Lozizol 0.5

Extensible and efficient serialization protocol.

Aiming at both wire and storage, multiplexed streams, concatenation, event sourcing...

Event sourcing? History is immutable and only it's interpretation may change between application versions. On the down side, the application needs to know how to interpret the records of all previous versions. On the up side, there is no need for migrations or data updates on application upgrade.

Definitions

These entry types are implied and default by Lozizol:

Other entry types are defined by applications with a URI and assigned in a Lozizol sequence using the type assignment entry. Type assignment can be assigned, reassigned or removed even in the middle of a Lozizol sequence. A type must be assigned or implied before it can be used in a Lozizol sequence.

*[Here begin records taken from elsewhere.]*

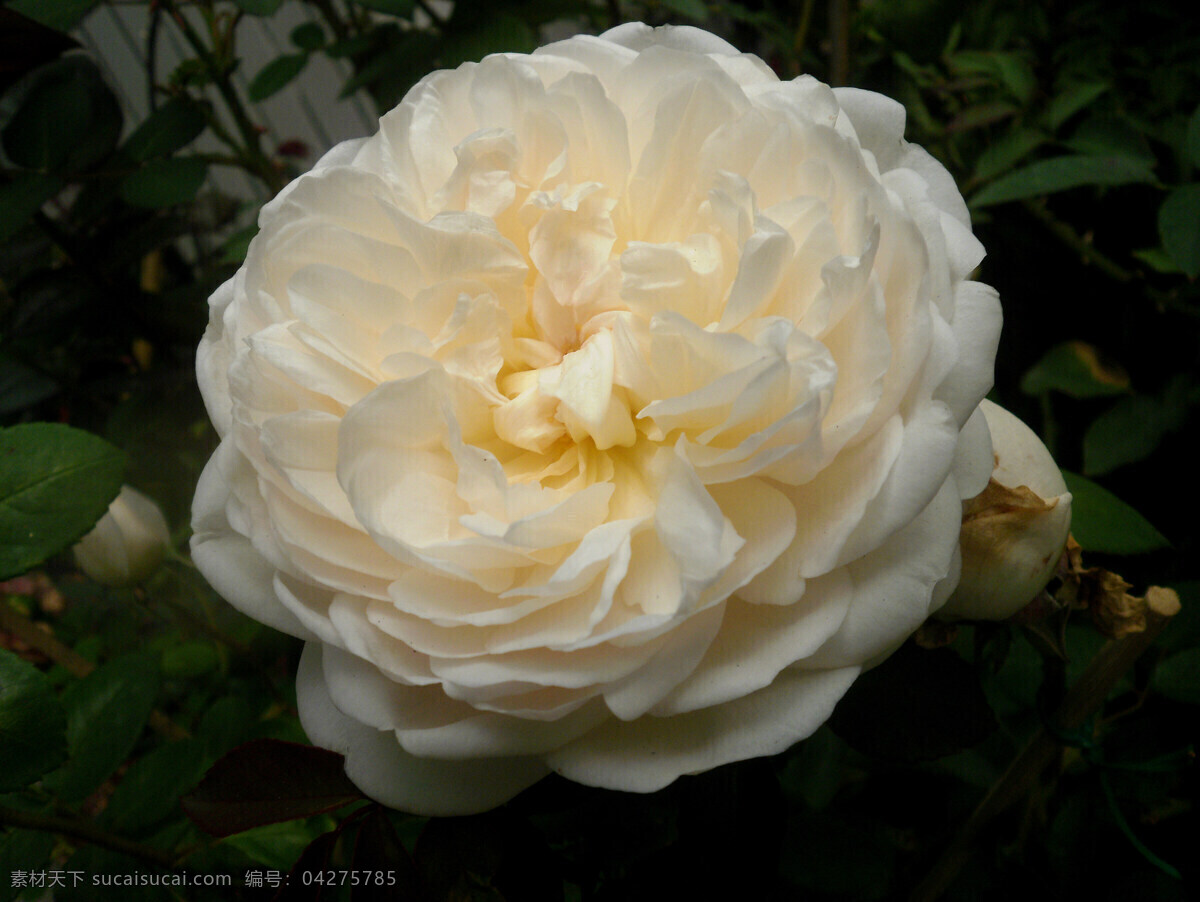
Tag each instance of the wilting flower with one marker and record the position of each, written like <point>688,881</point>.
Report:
<point>129,542</point>
<point>1014,530</point>
<point>606,413</point>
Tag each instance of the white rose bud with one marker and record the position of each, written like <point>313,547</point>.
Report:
<point>127,543</point>
<point>1014,530</point>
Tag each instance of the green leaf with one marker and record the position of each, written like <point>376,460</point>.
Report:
<point>1071,100</point>
<point>150,789</point>
<point>1111,137</point>
<point>258,7</point>
<point>377,847</point>
<point>1102,522</point>
<point>1008,151</point>
<point>67,120</point>
<point>276,74</point>
<point>309,36</point>
<point>23,197</point>
<point>165,182</point>
<point>275,846</point>
<point>689,8</point>
<point>21,386</point>
<point>1193,138</point>
<point>33,725</point>
<point>1179,226</point>
<point>225,723</point>
<point>1006,68</point>
<point>265,782</point>
<point>55,482</point>
<point>107,711</point>
<point>1179,677</point>
<point>393,7</point>
<point>1074,368</point>
<point>501,34</point>
<point>174,125</point>
<point>982,114</point>
<point>23,851</point>
<point>59,14</point>
<point>1048,176</point>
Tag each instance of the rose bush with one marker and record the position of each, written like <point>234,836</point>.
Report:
<point>606,413</point>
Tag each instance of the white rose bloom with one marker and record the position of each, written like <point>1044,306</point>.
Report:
<point>606,413</point>
<point>129,542</point>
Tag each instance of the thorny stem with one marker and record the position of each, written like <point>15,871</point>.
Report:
<point>1084,697</point>
<point>256,161</point>
<point>71,661</point>
<point>1105,264</point>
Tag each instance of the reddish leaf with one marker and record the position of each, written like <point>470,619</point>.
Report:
<point>268,781</point>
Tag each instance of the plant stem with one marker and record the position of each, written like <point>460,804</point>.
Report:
<point>251,150</point>
<point>87,831</point>
<point>839,42</point>
<point>1084,697</point>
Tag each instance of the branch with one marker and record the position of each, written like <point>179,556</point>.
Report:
<point>1085,697</point>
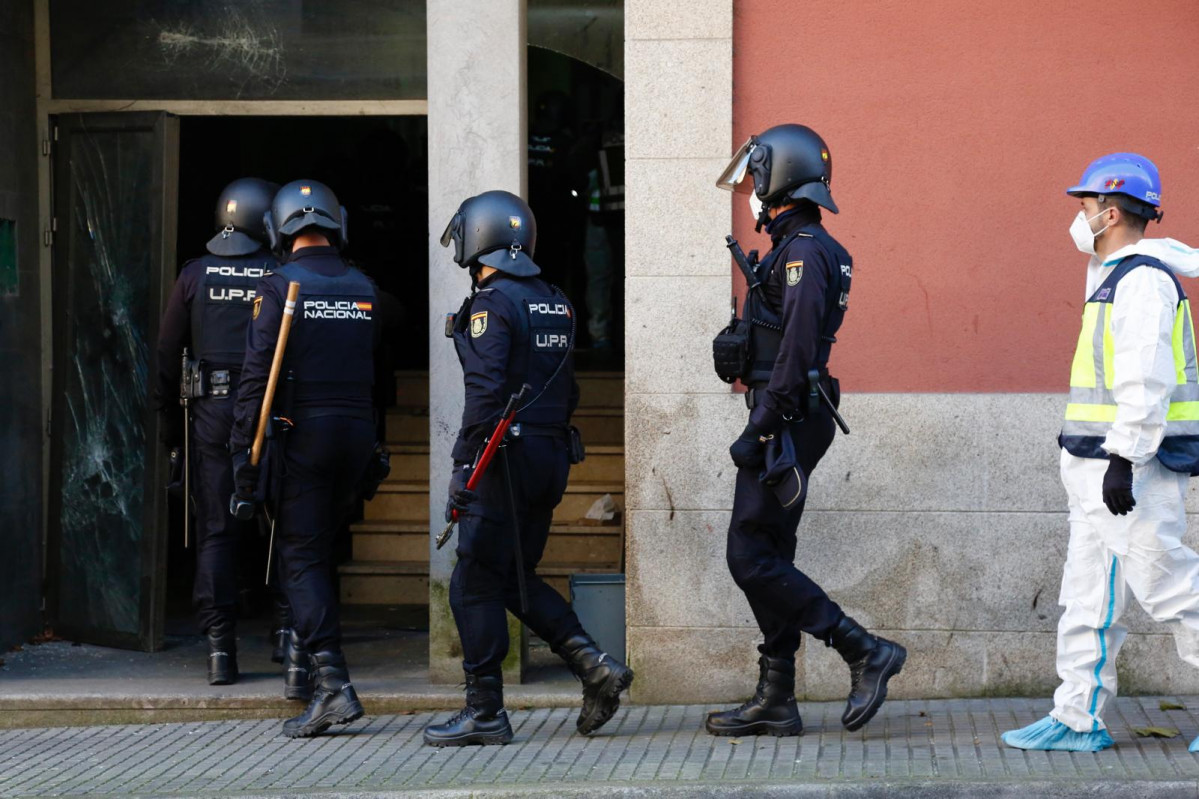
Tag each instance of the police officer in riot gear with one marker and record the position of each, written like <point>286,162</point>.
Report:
<point>513,329</point>
<point>789,326</point>
<point>208,314</point>
<point>319,466</point>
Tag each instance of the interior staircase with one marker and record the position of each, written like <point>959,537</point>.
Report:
<point>390,560</point>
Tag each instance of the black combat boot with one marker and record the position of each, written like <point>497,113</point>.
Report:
<point>872,662</point>
<point>296,670</point>
<point>603,678</point>
<point>333,701</point>
<point>281,626</point>
<point>771,710</point>
<point>222,654</point>
<point>482,721</point>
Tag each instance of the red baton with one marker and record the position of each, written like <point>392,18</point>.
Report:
<point>493,444</point>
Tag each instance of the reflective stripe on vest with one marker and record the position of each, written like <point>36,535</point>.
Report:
<point>1092,406</point>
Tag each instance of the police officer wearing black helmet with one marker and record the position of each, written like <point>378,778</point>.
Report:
<point>208,313</point>
<point>513,329</point>
<point>326,384</point>
<point>789,325</point>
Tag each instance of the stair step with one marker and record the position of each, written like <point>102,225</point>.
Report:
<point>393,582</point>
<point>409,462</point>
<point>596,389</point>
<point>596,546</point>
<point>409,502</point>
<point>603,463</point>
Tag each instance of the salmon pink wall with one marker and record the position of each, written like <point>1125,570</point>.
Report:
<point>955,127</point>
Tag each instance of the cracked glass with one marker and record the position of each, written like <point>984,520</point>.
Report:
<point>108,293</point>
<point>252,49</point>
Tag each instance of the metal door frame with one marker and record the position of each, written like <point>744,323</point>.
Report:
<point>49,106</point>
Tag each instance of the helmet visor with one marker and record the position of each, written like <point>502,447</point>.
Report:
<point>733,176</point>
<point>453,234</point>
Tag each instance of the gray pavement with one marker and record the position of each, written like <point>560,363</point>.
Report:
<point>913,749</point>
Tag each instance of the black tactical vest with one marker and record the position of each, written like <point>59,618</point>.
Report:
<point>766,323</point>
<point>222,306</point>
<point>543,336</point>
<point>331,346</point>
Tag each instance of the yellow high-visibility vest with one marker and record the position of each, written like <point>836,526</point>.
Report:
<point>1092,407</point>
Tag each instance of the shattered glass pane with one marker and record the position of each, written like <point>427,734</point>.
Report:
<point>249,49</point>
<point>103,436</point>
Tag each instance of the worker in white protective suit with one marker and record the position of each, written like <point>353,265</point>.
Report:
<point>1130,443</point>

The higher level implementations must work with the type URIs, rather than type IDs. As a result, one can assign the same type under multiple type IDs and they will all be treated equally.

Binary definitions

The Vuint binary representation choice

Lozizol header (111)

Since the Lozizol header would typically be the first record stored in a file, it allows for magic bytes based file type detection. It is deliberately human readable so that unsuspecting explorers can learn about the nature of the stored and/or transferred data.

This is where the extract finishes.